Pertama, nalar dalam GBHN Pancasila perlu didasari oleh upaya tafsir filosofis partisipatif. Idealnya adalah menafsirkan semangat zaman dalam nalar bahasa yang disepakati para elemen bangsa. Itu berarti, logika, visi, hingga semangat kebangsaan perlu digambarkan melalui kata kunci yang tepat.

Kedua, Pancasila sebagai titik tolak wacana ideologis perlu dikembangkan hingga pada tingkat praktis. Sebagai contoh, kebijakan pendidikan masa kini yang diterjemahkan dalam slogan "pendidikan karakter" tidaklah bisa dianggap sebagai kemajuan. Sebab, prinsip-prinsip karakter yang dirinci dalam 18 sifat unggul tidak selalu membawa semangat.
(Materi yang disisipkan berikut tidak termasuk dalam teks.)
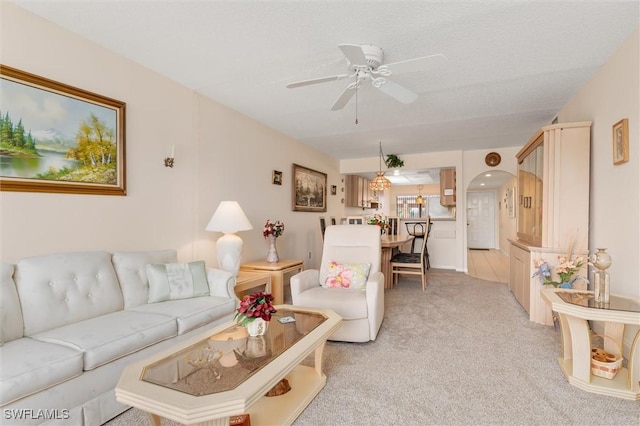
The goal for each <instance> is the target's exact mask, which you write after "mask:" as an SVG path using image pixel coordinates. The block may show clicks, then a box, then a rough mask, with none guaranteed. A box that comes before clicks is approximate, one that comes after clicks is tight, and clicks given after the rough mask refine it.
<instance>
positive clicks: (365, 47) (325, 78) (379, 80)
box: [287, 44, 446, 111]
mask: <svg viewBox="0 0 640 426" xmlns="http://www.w3.org/2000/svg"><path fill="white" fill-rule="evenodd" d="M338 47H339V48H340V50H341V51H342V53H343V54H344V56H345V58H346V60H347V69H348V70H349V72H350V73H348V74H337V75H332V76H327V77H320V78H315V79H311V80H303V81H298V82H294V83H289V84H287V87H288V88H290V89H293V88H296V87H302V86H308V85H311V84H318V83H326V82H329V81H336V80H342V79H344V78H350V79H354V81H353V82H351V83H349V84H348V85H347V87H345V88H344V90H343V91H342V93H341V94H340V96H338V99H336V101H335V102H334V103H333V105H332V106H331V111H338V110H340V109H342V108H344V107H345V106H346V105H347V104H348V103H349V101H350V100H351V98H352V97H353V96H354V94H356V92H357V89H358V88H359V87H360V85H361V83H362V81H366V80H371V86H372V87H374V88H376V89H378V90H380V91H381V92H382V93H384V94H386V95H388V96H390V97H392V98H394V99H395V100H397V101H398V102H401V103H403V104H410V103H412V102H414V101H415V100H416V99H417V98H418V95H417V94H416V93H414V92H412V91H411V90H409V89H407V88H405V87H403V86H401V85H400V84H398V83H396V82H394V81H392V80H390V79H389V78H388V77H389V76H391V75H393V74H400V73H403V72H411V71H417V70H419V69H420V67H421V62H424V61H429V62H436V61H442V60H446V58H445V56H444V55H441V54H437V55H430V56H423V57H419V58H414V59H408V60H404V61H400V62H392V63H389V64H383V61H384V52H383V51H382V48H380V47H379V46H375V45H372V44H341V45H339V46H338Z"/></svg>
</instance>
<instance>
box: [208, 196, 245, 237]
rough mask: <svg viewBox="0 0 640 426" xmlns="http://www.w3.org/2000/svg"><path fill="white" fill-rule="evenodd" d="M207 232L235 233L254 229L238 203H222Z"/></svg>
mask: <svg viewBox="0 0 640 426" xmlns="http://www.w3.org/2000/svg"><path fill="white" fill-rule="evenodd" d="M205 229H206V230H207V231H217V232H225V233H233V232H238V231H248V230H249V229H253V226H251V222H249V219H248V218H247V215H245V214H244V212H243V211H242V208H241V207H240V204H238V202H237V201H221V202H220V205H218V208H217V209H216V211H215V213H214V214H213V216H211V220H209V223H208V224H207V227H206V228H205Z"/></svg>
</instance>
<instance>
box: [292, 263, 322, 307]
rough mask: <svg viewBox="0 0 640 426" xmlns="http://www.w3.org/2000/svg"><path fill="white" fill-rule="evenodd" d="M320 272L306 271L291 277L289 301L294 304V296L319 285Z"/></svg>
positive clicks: (318, 270) (312, 270)
mask: <svg viewBox="0 0 640 426" xmlns="http://www.w3.org/2000/svg"><path fill="white" fill-rule="evenodd" d="M319 279H320V271H319V270H317V269H307V270H305V271H302V272H300V273H298V274H296V275H294V276H292V277H291V280H290V283H291V299H292V300H293V303H294V304H295V300H296V296H297V295H298V294H300V293H303V292H305V291H307V290H309V289H311V288H314V287H318V286H319V285H320V282H319Z"/></svg>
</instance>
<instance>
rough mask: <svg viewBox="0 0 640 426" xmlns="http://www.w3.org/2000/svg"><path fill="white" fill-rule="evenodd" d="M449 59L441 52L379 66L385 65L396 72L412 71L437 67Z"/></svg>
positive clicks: (393, 71) (407, 71) (402, 72)
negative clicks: (426, 68)
mask: <svg viewBox="0 0 640 426" xmlns="http://www.w3.org/2000/svg"><path fill="white" fill-rule="evenodd" d="M446 61H447V57H446V56H444V55H443V54H441V53H438V54H436V55H429V56H421V57H420V58H413V59H407V60H406V61H399V62H391V63H389V64H384V65H382V66H381V67H379V68H382V67H385V68H387V69H388V70H389V71H391V72H392V73H394V74H399V73H403V72H411V71H421V70H424V69H425V68H427V67H436V66H438V65H441V64H443V63H444V62H446Z"/></svg>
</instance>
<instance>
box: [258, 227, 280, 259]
mask: <svg viewBox="0 0 640 426" xmlns="http://www.w3.org/2000/svg"><path fill="white" fill-rule="evenodd" d="M283 233H284V222H281V221H279V220H276V221H275V222H272V221H271V219H267V222H266V223H265V224H264V230H263V231H262V235H263V236H264V237H265V238H266V239H267V240H269V249H268V250H267V262H270V263H275V262H278V261H279V260H280V258H279V257H278V250H277V249H276V238H278V237H279V236H280V235H282V234H283Z"/></svg>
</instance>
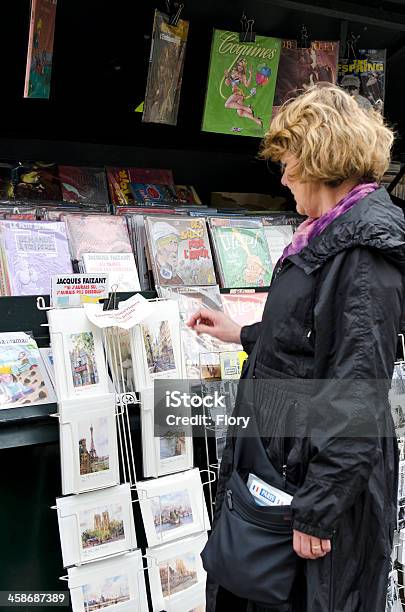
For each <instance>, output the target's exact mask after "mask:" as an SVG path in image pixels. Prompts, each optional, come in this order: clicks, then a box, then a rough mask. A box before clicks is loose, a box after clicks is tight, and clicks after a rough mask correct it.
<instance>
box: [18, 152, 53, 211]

Contoh, kreativitas sebagai hasil akhir dari proses pembelajaran hanya menyisakan sikap liberalis dan pragmatis.

Ketiga, GBHN Pancasila cukuplah dipahami sebagai hasil dari menerjemahkan visi kebangsaan ke dalam praktik kebijakan-kebijakan strategis. Hal itu dengan demikian tidak menutup adanya ruang kritis bagi publik, sebab GBHN bukanlah kitab suci yang tidak bisa diubah lagi.

Keempat, dalam wilayah operasional, GBHN Pancasila perlu menciptakan semangat yang inheren dalam setiap praktik individu ataupun perseorangan. Contoh, pelaksanaan Kurikulum 2013 yang didasarkan pada peraturan pemerintah memerlukan jawaban jelas atas pertanyaan kritis tentang kandungan semangat Pancasila di dalamnya.

Kelima, ketika bangsa ini perlu refleksi kritis, maka GBHN adalah ruang refleksi yang paling konkret dalam praktik berbangsa. Tidak bisa ditampik sebuah kenyataan bahwa kasus-kasus penyusunan produk perundangan-undangan, di pusat maupun daerah, memerlukan refleksi dari Pancasila sebagai dasar filosofis bangsa.

Dengan begitu, tidak akan didapati sebuah peraturan pemerintahan daerah yang memuat kepentingan-kepentingan ideologis lain kecuali Pancasila. Pendeknya, terbitnya perda-perda yang didasarkan pada kepentingan-kepentingan ideologi radikal dapat dihindarkan.

Atas dasar nalar di atas, kiranya tak mengada-ada jika kita memerlukan kembalinya Pancasila dalam kehidupan kita. Dengan ada atau tak ada GBHN pada masa datang, kasus-kasus intoleransi, kekerasan atas nama agama, persekusi, gerakan fudamentalisme, hingga internasionalisme telah membawa bangsa ini pada nilai-nilai baru yang tidak relevan dengan pedoman bangsa sejak awal mula.